Liputan6.com, Jakarta Pusat Pelaporan dan Analisis Transaksi Tunai (PPATK) mencatat telah menerima laporan transaksi tunai dari berbagai pihak sebanyak 14 juta laporan. Laporan itu terkumpul sejak berdirinya lembaga independen ini pada 2000 lalu.
Kepala PPATK, Muhammad Yusuf mengatakan, sampai dengan saat ini pihaknya telah mengantongi 70 juta data nasabah. Data tersebut dimanfaatkan untuk memberantas tindak pidana pencucian uang dan mengoptimalkan pengembalian keuangan negara.
Advertisement
"Selama PPATK berdiri, sudah ada 162 ribu laporan transaksi keuangan, 14 juta laporan transaksi tunai. Jika diasumsikan satu laporan Rp 1 miliar, maka nilai laporan transaksi tunai hingga sekarang mencapai Rp 14 ribu triliun," ungkap dia di kantornya, Jakarta, Kamis (17/4/2014).
PPATK mengimbau kepada seluruh pengguna barang dan jasa, seperti broker barang antik dan lainnya untuk melaporkan transaksi tunai senilai Rp 500 juta ke atas pada PPATK.
Dia menuturkan, laporan ini diperoleh berkat kerja sama dengan berbagai pihak.

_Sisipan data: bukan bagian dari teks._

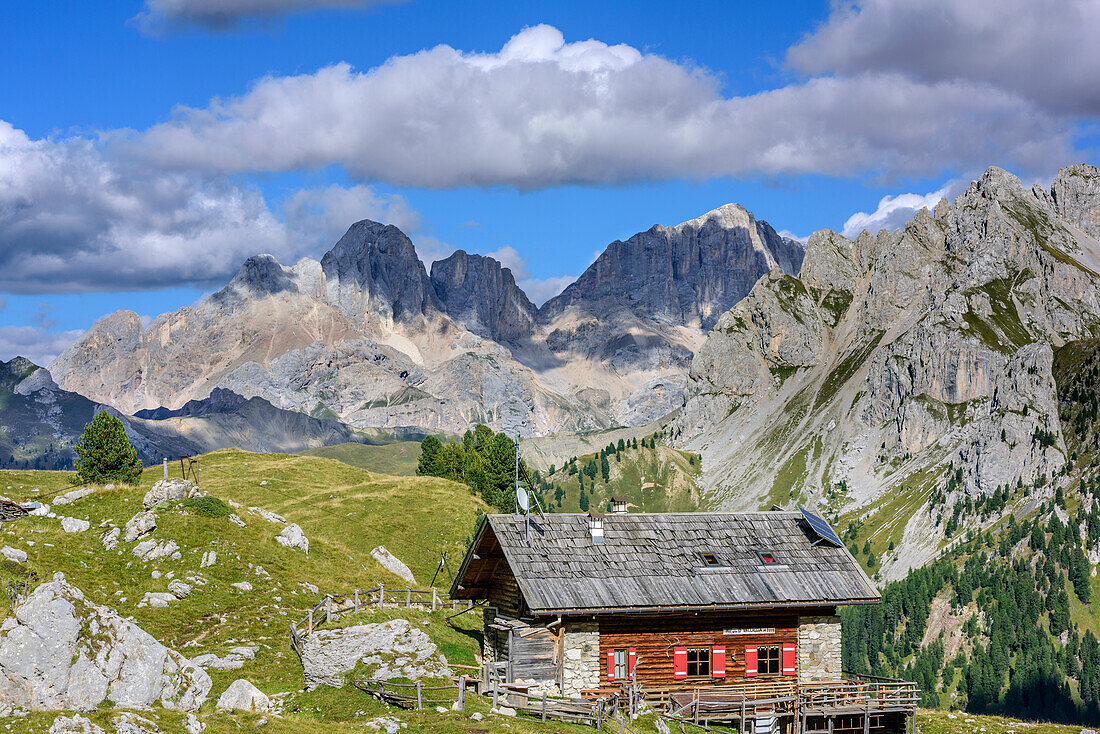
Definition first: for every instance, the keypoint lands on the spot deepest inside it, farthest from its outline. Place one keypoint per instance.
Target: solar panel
(821, 527)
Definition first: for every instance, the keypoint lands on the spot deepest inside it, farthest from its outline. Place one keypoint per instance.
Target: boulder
(111, 538)
(74, 495)
(389, 649)
(166, 490)
(75, 525)
(393, 563)
(179, 589)
(140, 525)
(293, 537)
(13, 554)
(61, 650)
(242, 696)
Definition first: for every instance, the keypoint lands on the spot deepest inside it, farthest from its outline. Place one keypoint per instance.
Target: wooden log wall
(653, 637)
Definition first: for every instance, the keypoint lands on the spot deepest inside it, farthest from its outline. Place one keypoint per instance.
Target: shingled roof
(656, 561)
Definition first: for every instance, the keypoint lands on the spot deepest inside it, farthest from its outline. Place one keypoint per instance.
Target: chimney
(596, 526)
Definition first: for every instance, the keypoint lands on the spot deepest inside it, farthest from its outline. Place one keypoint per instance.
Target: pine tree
(106, 453)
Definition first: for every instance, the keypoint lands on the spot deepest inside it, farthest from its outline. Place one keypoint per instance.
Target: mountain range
(367, 335)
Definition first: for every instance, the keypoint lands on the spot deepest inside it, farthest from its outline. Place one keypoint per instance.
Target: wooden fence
(378, 598)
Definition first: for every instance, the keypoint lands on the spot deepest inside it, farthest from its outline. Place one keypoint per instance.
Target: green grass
(398, 459)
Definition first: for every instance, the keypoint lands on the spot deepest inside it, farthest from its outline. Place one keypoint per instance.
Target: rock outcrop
(387, 649)
(59, 650)
(892, 361)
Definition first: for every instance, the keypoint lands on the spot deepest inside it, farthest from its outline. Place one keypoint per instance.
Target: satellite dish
(521, 499)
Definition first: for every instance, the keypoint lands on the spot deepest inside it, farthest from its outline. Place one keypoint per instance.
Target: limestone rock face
(897, 360)
(389, 649)
(483, 296)
(393, 563)
(61, 650)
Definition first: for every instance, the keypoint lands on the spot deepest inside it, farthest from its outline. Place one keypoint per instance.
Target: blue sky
(146, 148)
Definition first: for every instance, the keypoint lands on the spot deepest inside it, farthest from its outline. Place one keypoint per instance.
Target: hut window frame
(769, 660)
(699, 663)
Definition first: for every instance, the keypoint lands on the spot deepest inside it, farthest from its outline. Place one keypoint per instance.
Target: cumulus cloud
(161, 15)
(75, 217)
(894, 210)
(34, 342)
(1044, 51)
(603, 114)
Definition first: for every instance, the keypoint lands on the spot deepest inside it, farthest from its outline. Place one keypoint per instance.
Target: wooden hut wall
(655, 636)
(504, 592)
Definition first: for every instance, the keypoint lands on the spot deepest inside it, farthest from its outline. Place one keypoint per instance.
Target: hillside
(903, 372)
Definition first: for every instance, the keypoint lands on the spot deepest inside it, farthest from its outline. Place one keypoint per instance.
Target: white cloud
(602, 114)
(34, 342)
(1045, 51)
(893, 211)
(75, 217)
(161, 15)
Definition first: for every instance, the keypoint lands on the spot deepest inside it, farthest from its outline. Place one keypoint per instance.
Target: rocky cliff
(904, 364)
(367, 337)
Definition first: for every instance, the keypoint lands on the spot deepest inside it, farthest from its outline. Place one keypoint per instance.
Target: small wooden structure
(714, 616)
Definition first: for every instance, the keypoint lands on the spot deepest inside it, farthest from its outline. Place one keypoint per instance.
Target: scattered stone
(61, 650)
(242, 696)
(389, 649)
(13, 554)
(393, 563)
(166, 490)
(150, 549)
(76, 724)
(293, 537)
(75, 525)
(111, 538)
(139, 525)
(270, 516)
(74, 495)
(179, 589)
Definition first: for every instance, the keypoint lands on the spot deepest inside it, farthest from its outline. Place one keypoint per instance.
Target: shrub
(208, 506)
(105, 453)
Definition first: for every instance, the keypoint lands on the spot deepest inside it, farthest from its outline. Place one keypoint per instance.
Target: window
(620, 665)
(768, 659)
(699, 661)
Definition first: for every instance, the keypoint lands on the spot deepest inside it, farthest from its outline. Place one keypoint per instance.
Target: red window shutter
(750, 664)
(789, 660)
(718, 661)
(680, 661)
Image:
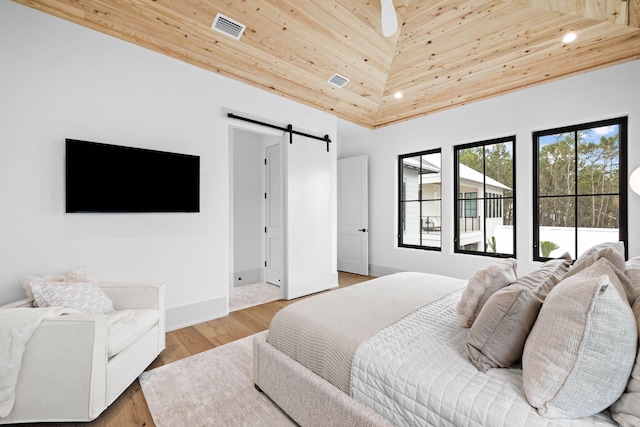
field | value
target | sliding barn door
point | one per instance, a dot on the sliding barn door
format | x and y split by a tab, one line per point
308	217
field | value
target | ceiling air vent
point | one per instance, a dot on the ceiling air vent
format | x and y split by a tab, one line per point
338	80
228	26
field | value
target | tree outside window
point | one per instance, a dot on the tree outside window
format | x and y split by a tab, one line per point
580	187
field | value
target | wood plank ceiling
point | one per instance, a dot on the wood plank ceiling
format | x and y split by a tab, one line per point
446	53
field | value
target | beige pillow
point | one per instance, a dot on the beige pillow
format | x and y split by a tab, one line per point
632	271
580	352
612	251
481	286
84	297
626	410
497	337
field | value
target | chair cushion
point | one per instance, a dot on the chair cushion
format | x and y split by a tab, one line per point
126	326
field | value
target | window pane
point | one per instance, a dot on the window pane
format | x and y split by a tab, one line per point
500	228
499	168
598	160
421	182
411	223
485	191
597	221
557	226
431	220
411	178
556	163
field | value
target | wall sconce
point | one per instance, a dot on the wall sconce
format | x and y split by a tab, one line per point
634	181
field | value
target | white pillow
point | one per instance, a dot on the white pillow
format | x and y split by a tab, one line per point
84	297
579	354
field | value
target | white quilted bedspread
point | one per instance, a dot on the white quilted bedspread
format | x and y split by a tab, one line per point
416	373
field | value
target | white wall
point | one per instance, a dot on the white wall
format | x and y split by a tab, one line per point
602	94
59	80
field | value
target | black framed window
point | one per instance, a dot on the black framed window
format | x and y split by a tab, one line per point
420	200
485	198
580	182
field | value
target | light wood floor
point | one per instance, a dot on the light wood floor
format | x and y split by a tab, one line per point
131	409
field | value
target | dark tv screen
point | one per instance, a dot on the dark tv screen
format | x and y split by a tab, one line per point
112	178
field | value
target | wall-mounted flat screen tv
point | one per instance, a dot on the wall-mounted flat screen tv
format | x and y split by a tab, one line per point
112	178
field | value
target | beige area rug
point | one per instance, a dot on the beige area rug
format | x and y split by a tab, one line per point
251	295
212	388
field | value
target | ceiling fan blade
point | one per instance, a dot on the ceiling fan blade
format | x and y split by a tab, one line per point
389	18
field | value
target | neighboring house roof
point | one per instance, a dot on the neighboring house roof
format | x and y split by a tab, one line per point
473	175
433	168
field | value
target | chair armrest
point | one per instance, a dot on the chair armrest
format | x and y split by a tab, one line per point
63	374
135	295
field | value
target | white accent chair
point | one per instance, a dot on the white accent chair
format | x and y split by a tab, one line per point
74	366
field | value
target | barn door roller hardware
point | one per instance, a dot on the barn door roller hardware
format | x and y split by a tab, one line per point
289	129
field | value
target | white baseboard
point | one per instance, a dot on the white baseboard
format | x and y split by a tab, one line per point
247	277
191	314
381	270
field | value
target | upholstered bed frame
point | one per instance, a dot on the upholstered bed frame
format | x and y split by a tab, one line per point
310	400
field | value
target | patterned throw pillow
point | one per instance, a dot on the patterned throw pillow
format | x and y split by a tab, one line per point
626	410
80	274
84	297
481	286
580	352
497	337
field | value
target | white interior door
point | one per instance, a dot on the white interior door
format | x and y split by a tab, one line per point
353	215
274	265
308	217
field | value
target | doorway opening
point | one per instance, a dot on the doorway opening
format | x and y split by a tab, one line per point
256	253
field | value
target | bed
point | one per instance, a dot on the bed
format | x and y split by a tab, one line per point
389	352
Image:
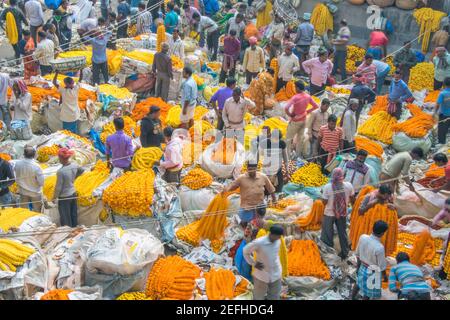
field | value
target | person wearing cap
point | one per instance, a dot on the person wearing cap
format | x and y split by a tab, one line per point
151	129
371	263
340	52
368	71
70	111
441	67
317	118
349	125
305	35
254	60
267	268
253	186
404	60
65	192
288	64
119	147
296	127
318	69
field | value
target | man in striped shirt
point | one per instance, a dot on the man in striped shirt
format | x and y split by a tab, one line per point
330	140
412	285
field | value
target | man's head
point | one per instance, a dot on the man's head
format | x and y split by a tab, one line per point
361	156
325	104
154	112
440	159
332	122
237	92
68	82
299	86
417	153
276	231
167	132
384	192
119	124
29	152
187	72
231	83
402	257
379	228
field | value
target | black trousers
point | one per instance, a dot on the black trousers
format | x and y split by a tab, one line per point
443	126
98	68
68	211
249	76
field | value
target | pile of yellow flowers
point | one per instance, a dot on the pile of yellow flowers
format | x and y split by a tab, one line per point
197	179
109	129
379	127
354	54
309	175
321	19
429	21
116	92
14	217
131	194
89	181
144	158
421	77
45	152
13	254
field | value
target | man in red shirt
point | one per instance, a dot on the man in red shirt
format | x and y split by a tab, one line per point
296	110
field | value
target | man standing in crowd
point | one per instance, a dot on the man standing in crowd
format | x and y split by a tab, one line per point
119	147
231	50
296	126
253	186
357	172
317	119
305	35
404	60
151	129
35	15
340	52
337	196
318	69
443	112
371	263
398	168
253	60
65	191
45	52
218	100
288	64
189	93
267	268
70	111
30	180
162	66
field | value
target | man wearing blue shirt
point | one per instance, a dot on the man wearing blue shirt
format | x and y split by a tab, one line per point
99	60
443	110
398	93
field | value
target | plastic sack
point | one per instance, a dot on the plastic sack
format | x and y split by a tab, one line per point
123	251
401	142
220	170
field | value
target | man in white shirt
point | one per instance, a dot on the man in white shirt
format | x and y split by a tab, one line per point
288	64
34	13
70	111
348	124
371	263
267	268
30	180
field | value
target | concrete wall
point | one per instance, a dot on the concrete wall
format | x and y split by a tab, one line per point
405	26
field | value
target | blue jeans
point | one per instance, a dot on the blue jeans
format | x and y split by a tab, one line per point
380	79
71	126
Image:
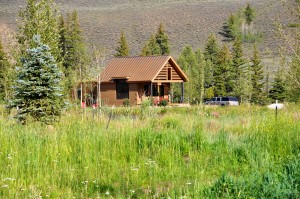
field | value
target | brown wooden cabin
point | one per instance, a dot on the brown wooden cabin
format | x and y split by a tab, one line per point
138	79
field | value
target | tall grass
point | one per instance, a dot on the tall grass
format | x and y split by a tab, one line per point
154	153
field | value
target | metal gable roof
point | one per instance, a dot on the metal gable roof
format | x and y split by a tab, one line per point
135	69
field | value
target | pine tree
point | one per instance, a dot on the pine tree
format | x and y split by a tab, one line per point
123	49
244	84
39	17
238	61
232	28
151	47
222	73
5	83
212	49
211	54
249	14
257	78
62	37
187	62
278	90
200	75
75	59
37	91
162	40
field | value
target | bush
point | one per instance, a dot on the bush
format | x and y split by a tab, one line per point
163	103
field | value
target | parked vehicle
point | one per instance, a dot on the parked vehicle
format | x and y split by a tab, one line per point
223	101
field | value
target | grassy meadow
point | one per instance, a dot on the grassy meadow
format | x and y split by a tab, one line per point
196	152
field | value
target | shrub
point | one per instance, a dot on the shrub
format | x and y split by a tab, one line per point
163	103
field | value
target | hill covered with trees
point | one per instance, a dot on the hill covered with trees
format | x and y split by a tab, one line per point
187	23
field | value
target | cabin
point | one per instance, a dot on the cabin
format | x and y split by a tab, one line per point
139	78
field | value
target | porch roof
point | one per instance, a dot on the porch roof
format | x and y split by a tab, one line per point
138	69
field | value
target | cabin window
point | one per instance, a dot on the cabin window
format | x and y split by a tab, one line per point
169	73
122	89
159	92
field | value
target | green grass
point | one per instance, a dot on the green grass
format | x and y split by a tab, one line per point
154	153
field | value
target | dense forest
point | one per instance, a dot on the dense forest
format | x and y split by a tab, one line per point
220	68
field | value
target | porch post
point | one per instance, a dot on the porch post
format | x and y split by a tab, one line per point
182	92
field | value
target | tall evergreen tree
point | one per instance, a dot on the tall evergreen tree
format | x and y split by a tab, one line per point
200	75
162	40
75	59
238	62
212	49
188	63
37	93
122	49
151	47
257	78
278	90
243	89
211	54
249	13
39	17
5	75
232	27
62	37
223	73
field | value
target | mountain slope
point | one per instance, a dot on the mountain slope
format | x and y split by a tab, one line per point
186	22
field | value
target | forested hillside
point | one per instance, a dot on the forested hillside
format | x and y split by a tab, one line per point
186	22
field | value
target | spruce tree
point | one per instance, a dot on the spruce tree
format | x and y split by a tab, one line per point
232	27
278	90
151	47
243	88
257	78
62	37
238	61
187	61
211	54
162	40
222	73
37	92
212	49
75	59
39	17
123	49
249	14
5	83
200	75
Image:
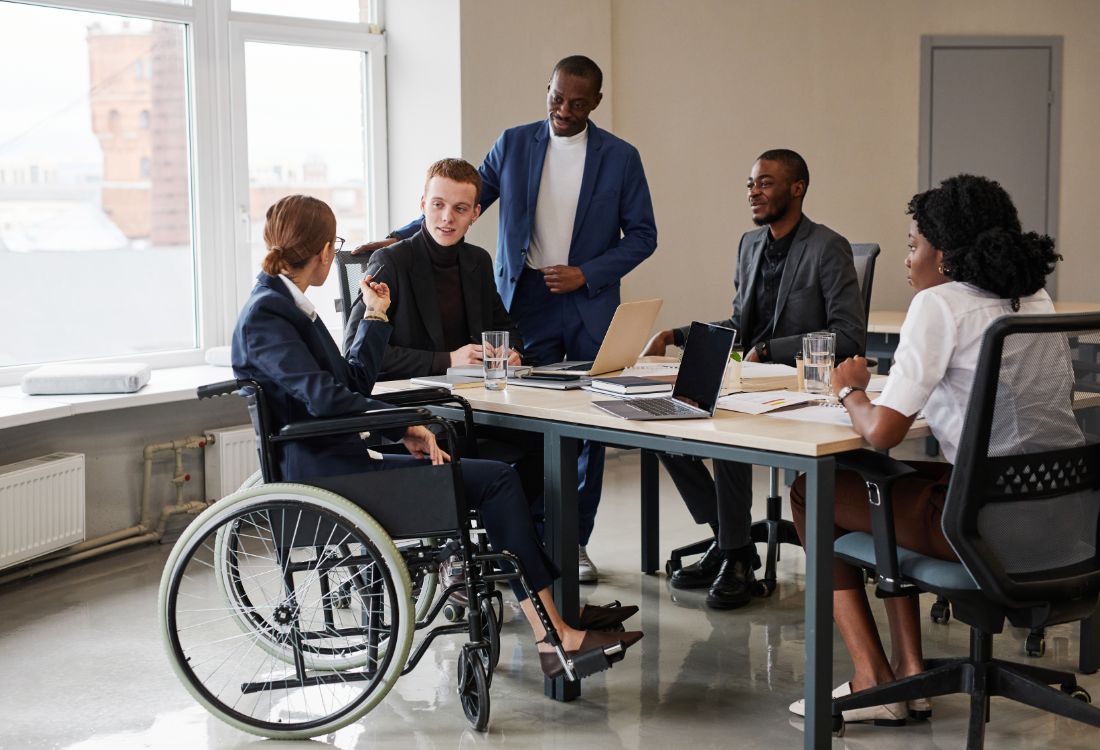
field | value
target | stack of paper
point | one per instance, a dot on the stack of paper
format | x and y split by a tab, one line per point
763	401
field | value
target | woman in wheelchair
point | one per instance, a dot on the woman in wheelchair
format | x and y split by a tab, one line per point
969	263
281	343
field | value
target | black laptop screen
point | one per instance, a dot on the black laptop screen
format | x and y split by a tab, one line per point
706	353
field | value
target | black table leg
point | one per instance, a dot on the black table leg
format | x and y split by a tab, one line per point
650	514
559	464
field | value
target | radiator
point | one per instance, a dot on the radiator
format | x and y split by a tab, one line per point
230	460
41	506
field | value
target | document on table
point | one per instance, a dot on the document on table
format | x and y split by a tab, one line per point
763	401
652	368
766	370
822	414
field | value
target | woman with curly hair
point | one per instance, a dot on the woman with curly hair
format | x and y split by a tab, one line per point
969	263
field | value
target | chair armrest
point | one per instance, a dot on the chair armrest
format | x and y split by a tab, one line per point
378	419
880	472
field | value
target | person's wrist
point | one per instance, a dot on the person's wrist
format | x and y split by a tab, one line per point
848	390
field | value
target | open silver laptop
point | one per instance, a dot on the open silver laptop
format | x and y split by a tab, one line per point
626	338
695	395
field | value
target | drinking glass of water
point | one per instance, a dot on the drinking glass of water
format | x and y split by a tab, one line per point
818	350
495	359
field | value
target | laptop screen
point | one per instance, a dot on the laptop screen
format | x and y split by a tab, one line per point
706	353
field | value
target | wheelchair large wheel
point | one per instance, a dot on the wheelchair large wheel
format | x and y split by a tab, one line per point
273	658
230	549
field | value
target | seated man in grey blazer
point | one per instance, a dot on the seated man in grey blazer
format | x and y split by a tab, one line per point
793	276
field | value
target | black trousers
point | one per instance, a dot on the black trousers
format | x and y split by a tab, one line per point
725	498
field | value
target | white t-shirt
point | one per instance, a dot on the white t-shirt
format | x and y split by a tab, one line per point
937	355
559	192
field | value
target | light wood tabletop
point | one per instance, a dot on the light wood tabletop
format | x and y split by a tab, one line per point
725	428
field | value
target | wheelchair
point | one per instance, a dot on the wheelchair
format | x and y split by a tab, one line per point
289	609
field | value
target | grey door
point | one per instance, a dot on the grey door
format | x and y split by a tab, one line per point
989	106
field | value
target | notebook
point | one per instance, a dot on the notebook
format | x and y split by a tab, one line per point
699	383
625	339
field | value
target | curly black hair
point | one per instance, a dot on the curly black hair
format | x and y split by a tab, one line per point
975	223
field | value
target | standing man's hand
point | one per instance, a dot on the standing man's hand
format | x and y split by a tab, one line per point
660	342
563	279
371	246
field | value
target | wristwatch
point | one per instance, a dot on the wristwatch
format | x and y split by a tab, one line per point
847	390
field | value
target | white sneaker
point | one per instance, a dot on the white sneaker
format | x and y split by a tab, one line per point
585	570
887	715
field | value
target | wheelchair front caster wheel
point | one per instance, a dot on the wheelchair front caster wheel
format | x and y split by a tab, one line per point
473	690
1035	646
941	613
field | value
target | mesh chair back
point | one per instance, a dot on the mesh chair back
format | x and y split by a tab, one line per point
1024	500
864	255
352	268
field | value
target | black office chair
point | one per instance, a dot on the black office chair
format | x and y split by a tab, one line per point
1023	515
352	269
774	530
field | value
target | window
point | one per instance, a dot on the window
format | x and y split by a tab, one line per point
87	266
103	167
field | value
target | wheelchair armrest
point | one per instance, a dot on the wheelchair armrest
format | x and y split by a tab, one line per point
223	388
876	467
438	396
880	472
415	397
378	419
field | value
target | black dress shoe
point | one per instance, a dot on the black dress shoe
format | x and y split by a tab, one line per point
734	585
700	574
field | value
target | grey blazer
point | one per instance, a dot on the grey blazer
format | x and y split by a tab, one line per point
818	290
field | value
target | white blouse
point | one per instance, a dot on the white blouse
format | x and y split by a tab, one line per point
937	354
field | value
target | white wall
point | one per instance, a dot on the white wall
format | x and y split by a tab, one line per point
837	80
703	86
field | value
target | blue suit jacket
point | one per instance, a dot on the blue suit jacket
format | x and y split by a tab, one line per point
304	375
614	229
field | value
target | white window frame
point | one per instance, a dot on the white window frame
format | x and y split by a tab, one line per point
215	77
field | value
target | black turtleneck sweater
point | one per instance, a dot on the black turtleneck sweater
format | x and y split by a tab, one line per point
452	308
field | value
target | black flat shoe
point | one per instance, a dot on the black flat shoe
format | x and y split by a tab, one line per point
734	585
605	617
700	574
593	640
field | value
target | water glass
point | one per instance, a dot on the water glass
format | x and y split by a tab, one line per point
495	359
818	351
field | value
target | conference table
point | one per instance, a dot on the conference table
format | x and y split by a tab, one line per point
565	417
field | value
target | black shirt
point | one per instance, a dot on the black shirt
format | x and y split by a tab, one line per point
452	307
769	275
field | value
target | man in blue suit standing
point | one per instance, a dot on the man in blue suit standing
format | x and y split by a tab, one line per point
575	218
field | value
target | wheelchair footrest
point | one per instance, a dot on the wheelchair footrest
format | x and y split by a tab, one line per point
591	662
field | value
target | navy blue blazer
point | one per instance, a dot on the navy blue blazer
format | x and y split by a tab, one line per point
304	376
614	229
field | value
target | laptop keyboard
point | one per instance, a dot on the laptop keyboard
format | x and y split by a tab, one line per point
662	407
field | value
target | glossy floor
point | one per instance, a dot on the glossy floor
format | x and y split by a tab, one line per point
83	666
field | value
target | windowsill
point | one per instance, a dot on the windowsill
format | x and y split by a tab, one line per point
165	386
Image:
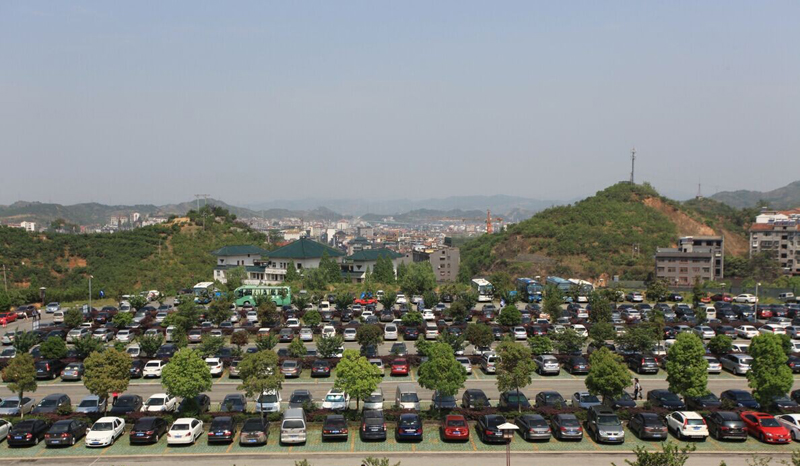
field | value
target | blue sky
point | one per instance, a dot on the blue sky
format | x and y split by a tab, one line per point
249	101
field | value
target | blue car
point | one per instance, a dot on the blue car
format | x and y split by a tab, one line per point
409	427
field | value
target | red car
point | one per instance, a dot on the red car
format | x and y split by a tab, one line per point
400	367
455	427
765	427
7	317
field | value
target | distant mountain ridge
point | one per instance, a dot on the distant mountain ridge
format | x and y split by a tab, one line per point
786	197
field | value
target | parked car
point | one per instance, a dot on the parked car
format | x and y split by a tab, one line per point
105	431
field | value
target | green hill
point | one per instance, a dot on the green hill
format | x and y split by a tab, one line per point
614	232
164	257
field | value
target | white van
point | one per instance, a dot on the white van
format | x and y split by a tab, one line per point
406	397
293	426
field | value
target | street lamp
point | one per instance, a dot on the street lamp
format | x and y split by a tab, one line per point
508	431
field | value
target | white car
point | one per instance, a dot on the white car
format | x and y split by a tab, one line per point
5	426
160	403
185	430
215	366
104	432
745	298
125	336
153	368
336	399
390	332
349	334
746	331
306	334
790	421
687	424
773	329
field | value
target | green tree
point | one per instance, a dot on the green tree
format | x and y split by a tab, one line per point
479	335
53	348
122	319
297	349
371	334
568	341
670	455
356	376
509	316
720	344
73	318
608	376
187	375
441	372
87	345
412	319
769	376
418	279
384	270
25	342
21	375
687	369
292	275
210	345
515	370
107	372
657	290
328	347
149	344
266	342
259	373
540	345
312	318
601	332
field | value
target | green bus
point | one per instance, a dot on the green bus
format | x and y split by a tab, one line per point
248	294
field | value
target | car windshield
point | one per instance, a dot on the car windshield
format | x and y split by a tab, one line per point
102	426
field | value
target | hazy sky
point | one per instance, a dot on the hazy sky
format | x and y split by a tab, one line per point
152	102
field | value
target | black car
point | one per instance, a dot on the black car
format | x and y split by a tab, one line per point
148	430
320	368
623	401
533	427
665	399
726	425
577	365
51	404
222	430
488	428
474	398
513	399
137	365
334	428
648	426
255	431
566	427
126	404
411	333
49	368
65	432
27	432
703	402
740	399
233	403
373	425
549	399
202	402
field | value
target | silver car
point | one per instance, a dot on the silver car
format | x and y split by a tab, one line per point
12	406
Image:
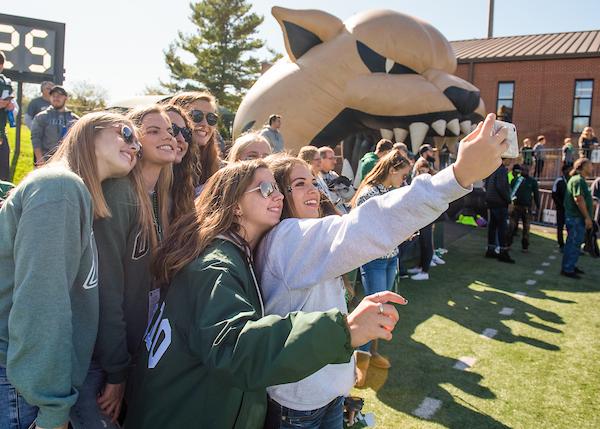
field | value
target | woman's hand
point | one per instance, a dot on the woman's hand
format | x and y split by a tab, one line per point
479	153
111	399
374	318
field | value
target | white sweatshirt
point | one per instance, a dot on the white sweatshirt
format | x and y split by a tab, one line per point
300	262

Hingga bulan ketiga tahun ini, PPATK telah memiliki 71 nota kesepahaman dengan instansi dalam negeri, terdiri dari kementerian, universitas, Lembaga Swadaya Masyarakat (LSM) dan Badan Usaha Milik Negara (BUMN).
Lanjut Yusuf, pihaknya juga menggandeng Otoritas Jasa Keuangan (OJK) dan Bank Indonesia (BI) untuk menciptakan sistem informasi terpadu, sehingga penegak hukum tak perlu lagi mengalami kesulitan saat menjalankan tugasnya.
"Kalau dulu saat Kepolisian Republik Indonesia (Polri) minta informasi atau data, kami harus minta izin dulu ke 120 bank. Bayangkan kalau satu bank prosedur izinnya 3 hari, masa butuh waktu setahun untuk minta data. Itu mah keburu pelakunya pergi dan duitnya habis," terang Yusuf.
Yusuf mengaku, hasil dari kerja PPATK sudah terlihat. Putusan pengadilan terkait tindak pidana pencucian uang tercatat sebanyak 107 kasus dengan hukuman maksimal 17 tahun dan denda maksimal Rp 15 miliar.